11 março, 2008

Há o Almoço

Espanta-me a frequência com que tento imaginar o gosto da comida dos livros que leio. Pouco importa o nível de sofisticação: lembro ter fantasiado com o café da manhã dos retirantes de The Grapes of Wrath (café amargo em caneca surrada de alumínio, pão recém-cozido com manteiga etc.; as frutas da California me parecem deliciosas até hoje, apesar de eu não gostar muito de frutas) tanto quanto com os jantares suntuosos de Jacinto (lagosta, vinho caro, peixe da Dalmácia etc.) em A Cidade e as Serras. Realmente são muitas as referências a comida nesse último livro; em algum momento o narrador diz ser a vontade de almoçar a mais longeva das paixões. E é.

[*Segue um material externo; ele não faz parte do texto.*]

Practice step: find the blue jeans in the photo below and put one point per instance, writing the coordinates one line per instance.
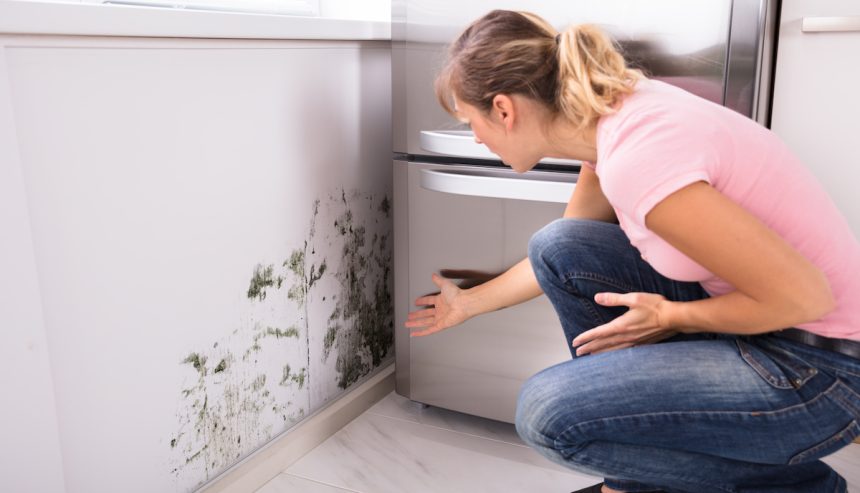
(694, 413)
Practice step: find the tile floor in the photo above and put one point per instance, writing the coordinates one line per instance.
(399, 446)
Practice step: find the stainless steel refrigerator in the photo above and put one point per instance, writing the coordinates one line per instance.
(457, 207)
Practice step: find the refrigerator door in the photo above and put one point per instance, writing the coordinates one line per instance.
(716, 49)
(815, 105)
(453, 220)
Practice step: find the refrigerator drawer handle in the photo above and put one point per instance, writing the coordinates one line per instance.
(831, 24)
(496, 187)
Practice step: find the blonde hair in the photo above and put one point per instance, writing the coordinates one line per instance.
(578, 73)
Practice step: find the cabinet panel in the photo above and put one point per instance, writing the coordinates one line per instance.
(479, 366)
(815, 106)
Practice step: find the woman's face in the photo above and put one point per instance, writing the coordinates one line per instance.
(493, 131)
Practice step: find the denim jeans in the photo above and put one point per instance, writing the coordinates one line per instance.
(694, 413)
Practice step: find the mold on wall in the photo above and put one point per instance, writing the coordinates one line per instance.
(320, 319)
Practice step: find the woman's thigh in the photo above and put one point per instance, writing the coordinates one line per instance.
(705, 396)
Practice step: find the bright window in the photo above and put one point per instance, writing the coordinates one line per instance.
(285, 7)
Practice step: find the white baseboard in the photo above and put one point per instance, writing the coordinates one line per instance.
(252, 473)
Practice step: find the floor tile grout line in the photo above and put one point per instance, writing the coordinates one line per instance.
(350, 490)
(449, 429)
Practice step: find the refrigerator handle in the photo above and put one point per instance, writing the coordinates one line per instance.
(831, 24)
(478, 185)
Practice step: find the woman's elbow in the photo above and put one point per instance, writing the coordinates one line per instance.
(818, 299)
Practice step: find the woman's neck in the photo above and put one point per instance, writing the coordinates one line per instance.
(564, 140)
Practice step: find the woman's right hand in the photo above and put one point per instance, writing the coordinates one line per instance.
(446, 309)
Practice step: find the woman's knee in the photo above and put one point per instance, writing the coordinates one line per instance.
(566, 240)
(542, 410)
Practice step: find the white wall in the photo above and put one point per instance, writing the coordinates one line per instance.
(152, 177)
(30, 459)
(374, 10)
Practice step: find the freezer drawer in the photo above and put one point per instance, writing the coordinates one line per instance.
(476, 218)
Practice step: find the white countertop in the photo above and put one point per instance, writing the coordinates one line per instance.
(24, 17)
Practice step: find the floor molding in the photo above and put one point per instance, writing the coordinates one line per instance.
(252, 473)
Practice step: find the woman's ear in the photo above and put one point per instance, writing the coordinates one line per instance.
(503, 110)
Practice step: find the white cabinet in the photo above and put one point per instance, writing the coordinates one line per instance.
(816, 110)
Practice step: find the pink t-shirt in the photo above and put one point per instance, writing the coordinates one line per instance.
(663, 139)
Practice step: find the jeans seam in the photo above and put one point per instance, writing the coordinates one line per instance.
(846, 405)
(837, 437)
(596, 465)
(822, 395)
(589, 276)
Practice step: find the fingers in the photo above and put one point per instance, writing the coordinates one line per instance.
(420, 322)
(614, 299)
(429, 312)
(439, 281)
(429, 300)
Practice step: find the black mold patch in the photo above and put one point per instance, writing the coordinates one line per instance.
(242, 384)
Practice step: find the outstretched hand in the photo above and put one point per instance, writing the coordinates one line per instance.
(638, 326)
(445, 309)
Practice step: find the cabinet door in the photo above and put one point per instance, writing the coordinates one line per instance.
(479, 366)
(815, 104)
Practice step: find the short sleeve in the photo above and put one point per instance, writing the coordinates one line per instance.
(650, 159)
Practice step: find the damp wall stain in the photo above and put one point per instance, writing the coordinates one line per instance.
(248, 386)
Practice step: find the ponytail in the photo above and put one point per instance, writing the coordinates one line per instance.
(592, 74)
(577, 74)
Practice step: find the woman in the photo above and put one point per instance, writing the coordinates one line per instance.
(690, 226)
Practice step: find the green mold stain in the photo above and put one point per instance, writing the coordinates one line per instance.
(199, 362)
(360, 326)
(261, 279)
(229, 414)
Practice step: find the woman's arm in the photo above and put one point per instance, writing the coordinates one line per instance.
(776, 287)
(518, 284)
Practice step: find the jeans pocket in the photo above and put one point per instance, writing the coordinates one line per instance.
(776, 366)
(841, 439)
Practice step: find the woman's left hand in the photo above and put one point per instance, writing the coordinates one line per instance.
(640, 325)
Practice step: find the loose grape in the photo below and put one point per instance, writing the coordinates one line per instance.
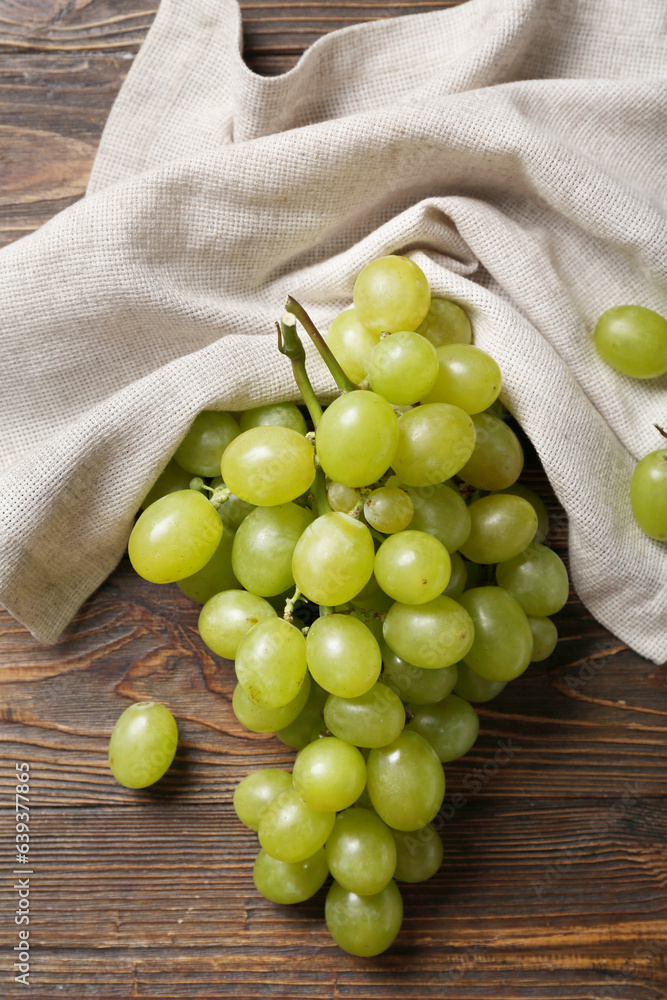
(403, 368)
(174, 537)
(268, 465)
(388, 509)
(333, 559)
(171, 479)
(361, 852)
(364, 925)
(503, 643)
(412, 567)
(445, 323)
(497, 460)
(414, 684)
(537, 579)
(343, 655)
(451, 726)
(648, 494)
(467, 377)
(405, 782)
(519, 490)
(289, 882)
(253, 794)
(371, 720)
(458, 579)
(633, 340)
(418, 854)
(268, 720)
(472, 687)
(202, 447)
(351, 344)
(289, 830)
(434, 442)
(274, 415)
(501, 527)
(329, 774)
(142, 744)
(391, 294)
(431, 635)
(217, 575)
(226, 618)
(356, 438)
(299, 733)
(264, 546)
(271, 663)
(545, 637)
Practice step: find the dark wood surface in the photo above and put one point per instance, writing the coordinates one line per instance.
(554, 881)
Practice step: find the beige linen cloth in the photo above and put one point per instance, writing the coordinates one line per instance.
(516, 149)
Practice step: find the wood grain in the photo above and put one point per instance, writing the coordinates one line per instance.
(554, 880)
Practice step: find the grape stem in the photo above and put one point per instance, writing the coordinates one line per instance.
(290, 345)
(344, 383)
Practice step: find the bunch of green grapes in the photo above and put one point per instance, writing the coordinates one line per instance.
(370, 579)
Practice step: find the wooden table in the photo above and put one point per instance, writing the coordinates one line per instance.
(554, 878)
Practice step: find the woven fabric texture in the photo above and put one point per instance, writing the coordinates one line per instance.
(516, 150)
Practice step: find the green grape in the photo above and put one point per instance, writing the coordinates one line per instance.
(458, 579)
(445, 323)
(342, 498)
(364, 925)
(174, 537)
(253, 794)
(537, 579)
(497, 460)
(434, 441)
(414, 684)
(333, 559)
(545, 637)
(226, 618)
(648, 494)
(356, 438)
(329, 774)
(142, 744)
(501, 526)
(289, 882)
(442, 512)
(388, 509)
(503, 642)
(467, 377)
(519, 490)
(274, 415)
(264, 546)
(202, 447)
(171, 479)
(431, 635)
(269, 465)
(403, 368)
(217, 575)
(405, 782)
(271, 663)
(633, 340)
(418, 854)
(300, 732)
(391, 294)
(371, 720)
(412, 567)
(451, 726)
(343, 655)
(351, 344)
(268, 720)
(361, 853)
(472, 687)
(289, 830)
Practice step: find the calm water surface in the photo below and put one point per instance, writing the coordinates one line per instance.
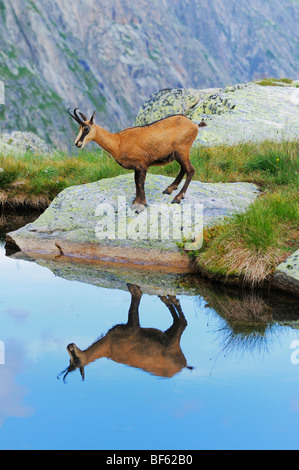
(241, 393)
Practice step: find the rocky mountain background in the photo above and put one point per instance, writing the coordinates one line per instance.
(111, 55)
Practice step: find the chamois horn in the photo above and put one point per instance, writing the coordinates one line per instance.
(78, 119)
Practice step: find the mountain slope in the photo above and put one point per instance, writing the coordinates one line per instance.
(111, 55)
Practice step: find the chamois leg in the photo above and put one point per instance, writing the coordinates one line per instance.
(139, 201)
(189, 168)
(136, 294)
(175, 332)
(176, 182)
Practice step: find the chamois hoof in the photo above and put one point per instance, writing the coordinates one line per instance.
(167, 191)
(134, 289)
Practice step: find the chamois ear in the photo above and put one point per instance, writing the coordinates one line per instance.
(92, 118)
(83, 116)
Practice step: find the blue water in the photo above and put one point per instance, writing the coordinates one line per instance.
(242, 394)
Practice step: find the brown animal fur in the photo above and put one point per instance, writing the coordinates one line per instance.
(149, 349)
(138, 148)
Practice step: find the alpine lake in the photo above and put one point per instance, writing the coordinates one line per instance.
(222, 372)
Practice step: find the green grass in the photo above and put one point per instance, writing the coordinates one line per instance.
(274, 81)
(247, 246)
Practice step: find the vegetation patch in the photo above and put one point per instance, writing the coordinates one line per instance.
(246, 247)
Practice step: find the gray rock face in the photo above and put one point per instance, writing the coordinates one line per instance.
(235, 114)
(94, 221)
(111, 56)
(286, 276)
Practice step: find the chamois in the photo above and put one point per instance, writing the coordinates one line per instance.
(138, 148)
(149, 349)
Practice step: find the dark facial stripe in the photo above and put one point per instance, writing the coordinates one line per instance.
(84, 134)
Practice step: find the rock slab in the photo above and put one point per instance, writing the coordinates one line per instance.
(74, 223)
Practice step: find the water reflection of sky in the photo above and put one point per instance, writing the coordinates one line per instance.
(239, 399)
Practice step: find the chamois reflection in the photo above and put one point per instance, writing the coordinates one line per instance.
(149, 349)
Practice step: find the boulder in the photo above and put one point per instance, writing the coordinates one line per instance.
(94, 221)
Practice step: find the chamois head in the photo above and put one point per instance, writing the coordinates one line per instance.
(76, 361)
(86, 129)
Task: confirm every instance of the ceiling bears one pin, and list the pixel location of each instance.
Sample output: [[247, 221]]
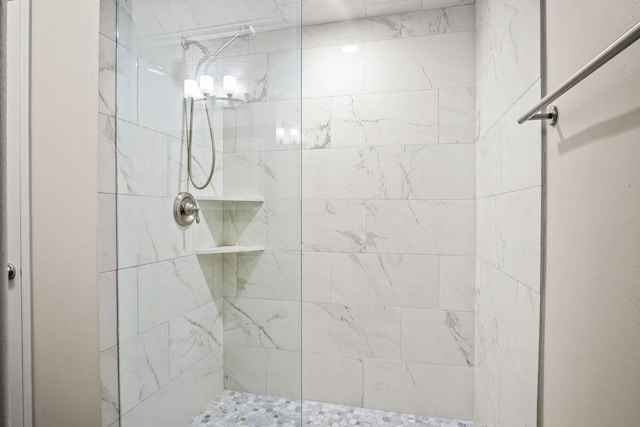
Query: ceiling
[[323, 11]]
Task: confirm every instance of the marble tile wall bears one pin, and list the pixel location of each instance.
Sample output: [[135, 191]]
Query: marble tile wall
[[389, 211], [262, 159], [107, 251], [161, 305], [509, 194]]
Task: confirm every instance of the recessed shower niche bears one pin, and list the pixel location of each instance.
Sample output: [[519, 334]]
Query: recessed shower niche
[[346, 257]]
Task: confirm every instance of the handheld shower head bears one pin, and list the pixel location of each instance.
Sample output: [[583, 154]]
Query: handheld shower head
[[246, 33]]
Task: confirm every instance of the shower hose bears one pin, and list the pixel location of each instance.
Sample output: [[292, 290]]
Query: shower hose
[[190, 146]]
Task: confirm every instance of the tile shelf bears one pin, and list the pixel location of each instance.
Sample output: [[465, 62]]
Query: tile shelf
[[217, 250]]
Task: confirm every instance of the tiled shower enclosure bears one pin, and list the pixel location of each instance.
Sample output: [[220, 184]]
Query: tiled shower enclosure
[[370, 241]]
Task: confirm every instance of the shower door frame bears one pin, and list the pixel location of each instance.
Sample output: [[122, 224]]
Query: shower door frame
[[22, 245]]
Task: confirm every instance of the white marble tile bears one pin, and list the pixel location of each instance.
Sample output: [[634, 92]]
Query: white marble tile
[[508, 56], [416, 388], [284, 374], [286, 116], [332, 378], [522, 146], [351, 331], [195, 335], [160, 99], [244, 174], [108, 18], [106, 154], [331, 72], [489, 161], [171, 288], [217, 272], [144, 366], [385, 280], [495, 338], [261, 323], [417, 226], [519, 377], [352, 31], [269, 275], [316, 11], [127, 85], [230, 275], [457, 283], [283, 226], [276, 40], [245, 368], [439, 172], [282, 175], [333, 225], [316, 123], [106, 232], [108, 310], [405, 118], [438, 21], [437, 4], [107, 76], [386, 7], [127, 303], [253, 126], [509, 234], [147, 231], [368, 173], [186, 396], [210, 231], [437, 337], [457, 115], [109, 385], [245, 223], [284, 75], [430, 62], [142, 161], [316, 276]]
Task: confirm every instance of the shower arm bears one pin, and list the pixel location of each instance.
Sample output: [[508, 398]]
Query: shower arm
[[209, 57], [246, 33]]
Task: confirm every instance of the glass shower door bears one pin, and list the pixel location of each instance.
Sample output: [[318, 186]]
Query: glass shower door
[[208, 312]]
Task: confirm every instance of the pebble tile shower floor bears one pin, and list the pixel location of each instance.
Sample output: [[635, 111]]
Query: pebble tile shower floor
[[232, 408]]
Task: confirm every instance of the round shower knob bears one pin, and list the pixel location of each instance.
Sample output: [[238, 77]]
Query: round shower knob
[[186, 210]]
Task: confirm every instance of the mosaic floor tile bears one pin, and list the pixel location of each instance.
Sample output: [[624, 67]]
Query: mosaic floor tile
[[232, 408]]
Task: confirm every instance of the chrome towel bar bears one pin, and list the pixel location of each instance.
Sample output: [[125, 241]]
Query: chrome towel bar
[[626, 40]]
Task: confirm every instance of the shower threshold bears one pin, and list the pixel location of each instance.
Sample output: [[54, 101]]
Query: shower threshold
[[233, 408]]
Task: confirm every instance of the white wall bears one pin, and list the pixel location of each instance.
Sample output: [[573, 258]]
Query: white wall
[[591, 339], [64, 129], [508, 172]]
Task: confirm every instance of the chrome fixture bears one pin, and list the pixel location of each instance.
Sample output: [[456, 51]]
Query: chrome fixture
[[212, 138], [11, 271], [245, 33], [186, 210], [623, 42]]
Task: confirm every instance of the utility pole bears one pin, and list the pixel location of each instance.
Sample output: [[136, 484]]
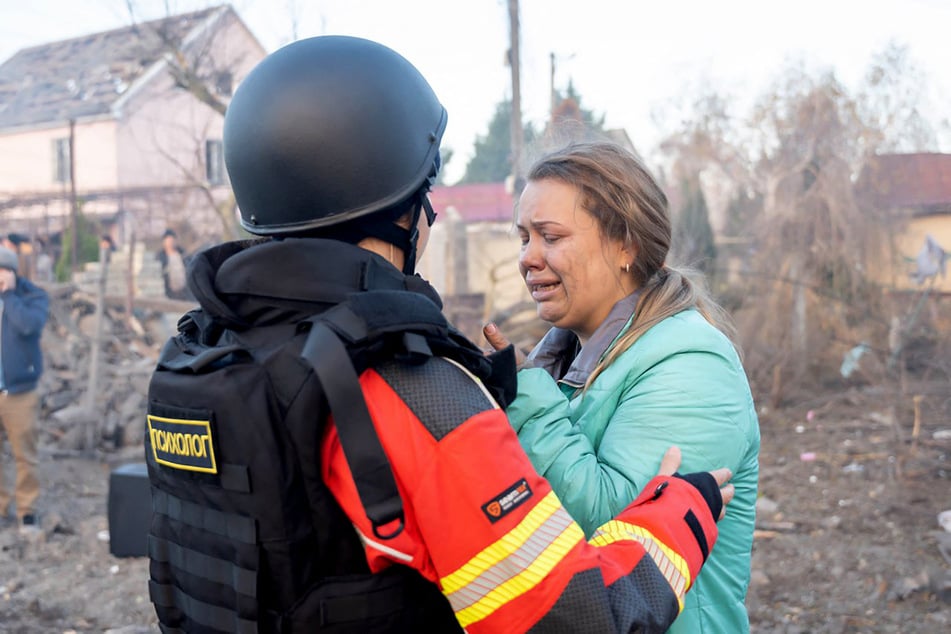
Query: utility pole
[[516, 128], [74, 201]]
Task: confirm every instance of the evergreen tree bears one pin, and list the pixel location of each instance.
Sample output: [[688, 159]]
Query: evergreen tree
[[492, 153], [693, 242]]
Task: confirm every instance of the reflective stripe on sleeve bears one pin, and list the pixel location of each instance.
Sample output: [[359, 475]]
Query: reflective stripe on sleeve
[[514, 564], [671, 564]]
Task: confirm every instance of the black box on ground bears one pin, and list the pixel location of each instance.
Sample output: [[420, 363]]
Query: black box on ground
[[130, 510]]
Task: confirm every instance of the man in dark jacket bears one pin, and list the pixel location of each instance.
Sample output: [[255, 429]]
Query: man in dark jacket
[[25, 307]]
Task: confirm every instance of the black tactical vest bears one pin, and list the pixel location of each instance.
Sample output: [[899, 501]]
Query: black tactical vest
[[245, 536]]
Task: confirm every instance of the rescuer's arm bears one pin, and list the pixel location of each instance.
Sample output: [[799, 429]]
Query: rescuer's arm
[[481, 523]]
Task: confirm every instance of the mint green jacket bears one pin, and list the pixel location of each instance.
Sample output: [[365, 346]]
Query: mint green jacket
[[682, 384]]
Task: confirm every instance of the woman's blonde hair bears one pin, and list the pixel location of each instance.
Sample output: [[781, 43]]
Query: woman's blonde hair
[[629, 206]]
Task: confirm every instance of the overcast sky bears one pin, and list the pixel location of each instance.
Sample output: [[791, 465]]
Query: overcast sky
[[627, 58]]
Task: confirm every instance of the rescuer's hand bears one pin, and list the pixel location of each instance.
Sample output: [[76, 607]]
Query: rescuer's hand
[[702, 482]]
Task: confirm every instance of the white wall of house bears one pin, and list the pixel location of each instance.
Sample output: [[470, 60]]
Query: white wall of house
[[28, 158], [155, 139]]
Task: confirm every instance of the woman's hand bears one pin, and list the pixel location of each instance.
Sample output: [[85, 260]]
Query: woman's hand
[[498, 341]]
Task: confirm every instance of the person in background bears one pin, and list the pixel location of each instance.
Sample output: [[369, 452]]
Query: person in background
[[25, 308], [480, 542], [639, 357], [172, 258]]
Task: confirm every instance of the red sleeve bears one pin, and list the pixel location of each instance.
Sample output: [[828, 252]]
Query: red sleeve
[[481, 523]]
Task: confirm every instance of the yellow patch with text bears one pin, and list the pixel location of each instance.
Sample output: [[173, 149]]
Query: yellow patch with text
[[182, 444]]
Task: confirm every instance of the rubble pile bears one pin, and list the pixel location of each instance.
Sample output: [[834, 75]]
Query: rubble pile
[[93, 403]]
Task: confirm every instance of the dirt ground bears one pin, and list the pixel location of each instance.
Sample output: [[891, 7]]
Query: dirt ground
[[848, 537]]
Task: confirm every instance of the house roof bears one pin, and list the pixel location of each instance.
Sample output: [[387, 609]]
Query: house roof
[[84, 76], [914, 181], [476, 202]]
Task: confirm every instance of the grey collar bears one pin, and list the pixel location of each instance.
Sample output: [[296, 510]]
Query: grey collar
[[561, 354]]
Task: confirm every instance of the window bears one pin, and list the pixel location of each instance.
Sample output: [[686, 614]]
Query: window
[[61, 160], [214, 163], [224, 83]]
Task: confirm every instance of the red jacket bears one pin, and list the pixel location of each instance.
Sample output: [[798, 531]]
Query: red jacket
[[482, 524]]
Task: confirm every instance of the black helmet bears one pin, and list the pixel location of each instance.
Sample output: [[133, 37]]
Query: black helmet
[[328, 129]]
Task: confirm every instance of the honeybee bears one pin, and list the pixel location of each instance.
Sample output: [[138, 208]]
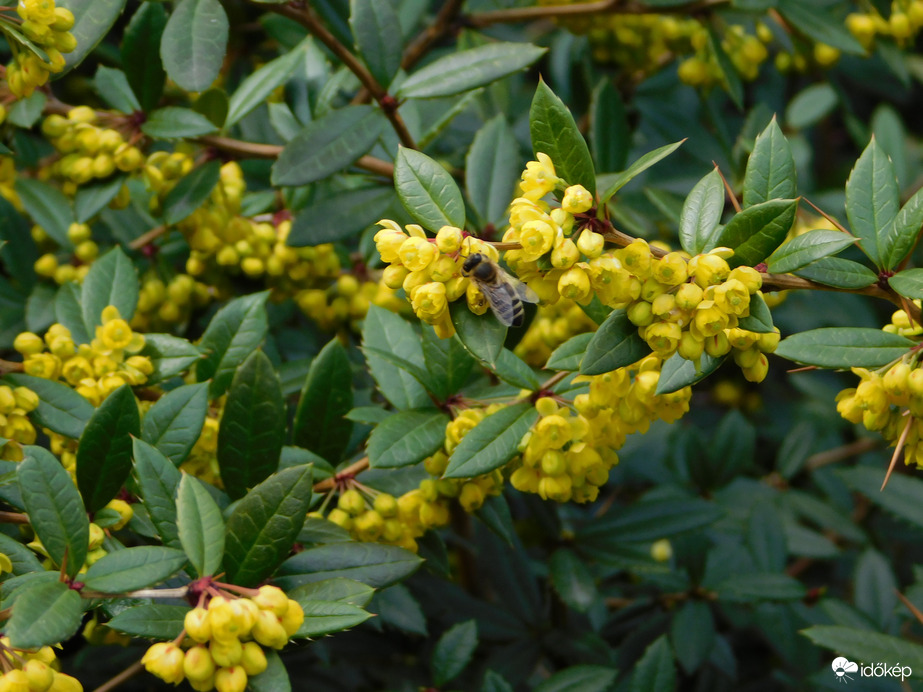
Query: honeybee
[[504, 293]]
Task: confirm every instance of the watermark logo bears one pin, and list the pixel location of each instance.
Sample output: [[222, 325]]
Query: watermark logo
[[842, 669], [847, 671]]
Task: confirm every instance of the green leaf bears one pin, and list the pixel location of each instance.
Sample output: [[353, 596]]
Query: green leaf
[[568, 355], [174, 122], [491, 170], [193, 43], [112, 86], [48, 207], [898, 238], [406, 438], [264, 525], [60, 408], [234, 332], [255, 89], [154, 621], [158, 481], [492, 442], [844, 347], [320, 424], [481, 335], [469, 69], [770, 168], [655, 671], [454, 651], [376, 27], [92, 21], [170, 355], [872, 199], [375, 564], [328, 145], [614, 182], [692, 633], [141, 53], [701, 213], [808, 247], [133, 568], [200, 526], [112, 280], [555, 133], [44, 614], [677, 372], [191, 192], [838, 272], [173, 424], [754, 233], [339, 216], [614, 345], [55, 509], [427, 191], [104, 454], [820, 25], [252, 426], [579, 678]]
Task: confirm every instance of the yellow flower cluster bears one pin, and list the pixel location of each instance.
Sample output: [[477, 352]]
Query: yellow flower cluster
[[48, 27], [903, 24], [94, 370], [33, 671], [430, 270], [89, 148], [229, 635], [566, 457], [15, 426]]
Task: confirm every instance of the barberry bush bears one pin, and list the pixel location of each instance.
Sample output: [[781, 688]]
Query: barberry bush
[[460, 345]]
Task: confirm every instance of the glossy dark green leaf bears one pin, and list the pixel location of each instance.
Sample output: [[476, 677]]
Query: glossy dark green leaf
[[754, 233], [200, 526], [133, 568], [264, 525], [808, 247], [492, 442], [44, 614], [193, 43], [427, 191], [492, 170], [375, 564], [555, 133], [469, 69], [252, 426], [234, 332], [104, 454], [55, 508], [701, 213], [173, 424], [376, 28], [191, 192], [838, 272], [60, 408], [328, 145], [112, 280], [770, 169], [320, 424], [174, 122], [844, 347], [406, 438], [158, 480], [141, 53], [872, 199], [454, 651], [614, 345], [481, 335]]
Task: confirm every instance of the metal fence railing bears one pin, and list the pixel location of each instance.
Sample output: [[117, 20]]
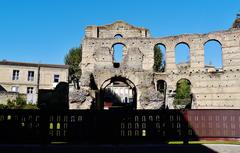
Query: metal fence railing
[[117, 126]]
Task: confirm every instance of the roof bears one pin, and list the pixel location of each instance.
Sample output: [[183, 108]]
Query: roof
[[4, 62]]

Todos se lembram de como Bentinho jantou bem logo após receber notícia da morte do 'filho'. Come-se bem em velórios nos EUA; fui a um e a comida estava ótima. Em rituais expiatórios, quando a situação não é crítica e não há necessidade de sacrificar a mais bela virgem ou algo do tipo, oferece-se comida aos deuses. Parece que nem eles deixam de se animar com a perspectiva do almoço. Falando nisso, o mortal pagão podia conseguir a imortalidade comendo ambrosia.

É curioso, então, que algo tão simples quanto comer carne seja encarado com desconfiança justamente numa época que se quer tão liberal. Parece que comer carne vermelha, mal passada e com aquela velha gordurinha, é aviltante para o corpo humano, mas ser sodomizado nem tanto. Algo que foi observado por todos os críticos da onda vegetariana é que, à medida que se procura alçar o animal ao nível moral do homem, resiste-se toscamente à tentação de rebaixar o homem ao nível atual do animal. É como no princípio dos vasos comunicantes, quando não há mais diferença de pressão entre os ramos: o nível mais alto desde e o mais baixo sobe para um nível intermediário. Eis aí uma conclusão insofismável: o fim do churrasco é sintoma de decadência moral.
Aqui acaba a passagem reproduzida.